Patogenesa hipertensi dalam kehamilan
Penyebab hipertensi dalam kehamilan hingga kini belum diketahui dengan jeals. Banyak teori telah dikemukakan tentang terjadinya hipertensi dalam kehamilan, diantaranya yang banyak dianut adalah :
Teori kelainan vaskularisasi plasenta
1.      Teori iskemia plasenta, radikal bebas dan disfungsi endotel
2.      Teori intoleransi imunologik antara ibu dan janin
3.      Teori adaptasi kardiovaskularori
4.      genetic
5.      Teori defisiensi gizi
6.      inflamasi
1.    Teori iskemia plasenta, radikal bebas dan disfungsi endotel
§      Iskemia plasenta, dan pembentukan oksidan/radikal bebas
Plasenta yang mengalami iskemia akan menghasilkan radikal bebas/oksidan, salah satu yang dihasilkan adalah radikal hidroksil, yang bersifat toksis terhadap membran sel endotel dan dapat merubah lemak tak jenuh menjadi lemak peroksida yang akan merusak membran sel, nukleus, dan protein sel endotel.
§      Peroksida lemak sebagai oksidan pada hipertensi dalam kehamilan
Peroksida lemak sebagai bahan oksidan akan beredar dalam darah sebagai bahan toksin, yang paling mudah terpengaruh oleh bahan ini adalah sel endotel, karena sel endotel adalah yang paling dekat dengan aliran darah, dan mengandung banyak asam lemak yang dengan mudah dapat diubah menjadi lemak peroksida oleh oksidan hidroksil yang dihasilkan plasenta iskemik.
§      Disfungsi sel endotel
Endotel yang terpapar peroksida lemak akan mengalami kerusakan dan gangguan fungsi endotel, yang mengakibatkan :
§  Gangguan metabolisme prostaglandin yang normalnya adalah vasodilator kuat.
§  Agregasi trombosit ke daerah endotel yang mengalami kerusakan. Agregasi trombosit memproduksi tromboksan, yang merupakan vasokonstriktor kuat.
§  Peningkatan permeabilitas kapiler
§  Peningkatan produksi bahan-bahan vasopresor, misalnya endotelin.
§  Peningkatan faktor-faktor koagulasi
2.      Intoleransi Imunologis Ibu-Janin
§      Pada kehamilan normal, tubuh ibu menerima hasil konsepsi, yang adalah benda asing, dengan baik. Disebabkan oleh adanya HLA-G, yang memodulasi sistem imun, sehingga tidak bereaksi terhadap hasil konsepsi.
§      Pada hipertensi dalam kehamilan, terjadi penurunan ekspresi HLA-G. Berkurangnya HLA-G di sel desidua di daerah plasenta, menghambat invasi tropoblas dalam desidua, yang penting dalam memudahkan vasodilatasi pembuluh darah dan matriks di sekitarnya.                           

3.      Teori Genetik
Terdapat penelitian bahwa resiko hipertensi dalam kehamilan diturunkan dalam gen tunggal pada ibu.
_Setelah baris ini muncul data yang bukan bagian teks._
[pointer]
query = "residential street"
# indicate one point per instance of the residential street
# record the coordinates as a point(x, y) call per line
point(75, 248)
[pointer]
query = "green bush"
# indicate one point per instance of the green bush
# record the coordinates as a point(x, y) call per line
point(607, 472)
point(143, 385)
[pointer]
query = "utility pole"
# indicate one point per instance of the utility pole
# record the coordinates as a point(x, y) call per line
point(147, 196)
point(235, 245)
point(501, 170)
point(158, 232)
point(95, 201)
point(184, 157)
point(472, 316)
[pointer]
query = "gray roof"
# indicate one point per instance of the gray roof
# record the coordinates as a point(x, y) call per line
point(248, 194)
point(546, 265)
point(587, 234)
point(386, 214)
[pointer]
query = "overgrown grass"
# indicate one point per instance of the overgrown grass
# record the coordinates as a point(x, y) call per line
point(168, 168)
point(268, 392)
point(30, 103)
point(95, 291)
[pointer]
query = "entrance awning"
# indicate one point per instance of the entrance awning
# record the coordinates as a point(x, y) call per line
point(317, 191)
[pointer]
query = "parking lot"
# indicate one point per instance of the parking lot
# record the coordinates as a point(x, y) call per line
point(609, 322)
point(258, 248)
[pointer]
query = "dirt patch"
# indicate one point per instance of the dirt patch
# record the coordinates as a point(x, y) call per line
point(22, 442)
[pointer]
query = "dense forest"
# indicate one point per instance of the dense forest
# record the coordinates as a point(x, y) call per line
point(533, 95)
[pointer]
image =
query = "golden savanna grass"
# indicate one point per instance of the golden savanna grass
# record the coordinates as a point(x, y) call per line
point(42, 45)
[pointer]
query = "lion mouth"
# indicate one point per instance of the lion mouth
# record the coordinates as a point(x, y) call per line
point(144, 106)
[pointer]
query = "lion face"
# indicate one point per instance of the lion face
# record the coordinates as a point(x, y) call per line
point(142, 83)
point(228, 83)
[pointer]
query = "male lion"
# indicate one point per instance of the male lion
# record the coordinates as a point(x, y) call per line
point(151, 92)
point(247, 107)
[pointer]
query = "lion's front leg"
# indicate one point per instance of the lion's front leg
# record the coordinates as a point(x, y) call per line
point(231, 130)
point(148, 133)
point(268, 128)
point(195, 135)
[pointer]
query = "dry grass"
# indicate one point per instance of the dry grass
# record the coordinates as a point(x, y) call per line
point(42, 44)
4.      Adaptasi Kardiovaskuler
§      Pada kehamilan normal, pembuluh darah tidak peka terhadap bahan-bahan vasopressor, akibat adanya perlindungan dari sintesis prostaglandin oleh sel endotel.
§      Pada hipertensi dalam kehamilan, endotel kehilangan daya refrakternya terhadap bahan vasopressor, sehingga terjadi peningkatan kepekaan terhadap rangsangan dari bahan-bahan tersebut, hingga dalam tahap pembuluh darah menjadi sangat peka terhadap rangsangan bahan vasopressor.

5.      Defisiensi Gizi
§      Penelitian lama menyebutkan bahwa terdapat hubungan adanya defisiensi gizi terhadap terjadinya hipertensi dalam kehamilan.
§      Penelitian terbaru menyebutkan konsumsi minyak ikan dapat menurunkan resiko. Penelitian lainnya juga menyebutkan, wanita yang mengkonsumsi kalsium selama kehamilan, memiliki resiko lebih rendah mengalami HDK, dan angka kejadian preeklamsia lebih rendah pada wanita hamil yang diberi suplemen kalsium daripada hanya glukosa
6.      Inflamasi
§      Teori ini didasarkan pada fakta bahwa lepasnya debris fibroblas akan merangsang terjadinya inflamasi.
§      Pada kehamilan normal, hal ini juga terjadi, namun dalam batas wajar, sehingga proses inflamasi yang terjadi tidak menimbulkan masalah.
§      Disfungsi endotel mengakibatkan aktivasi leukosit yang sangat tinggi pada aliran darah ibu sehingga inflamasi yang terjadi bersifat sistemik.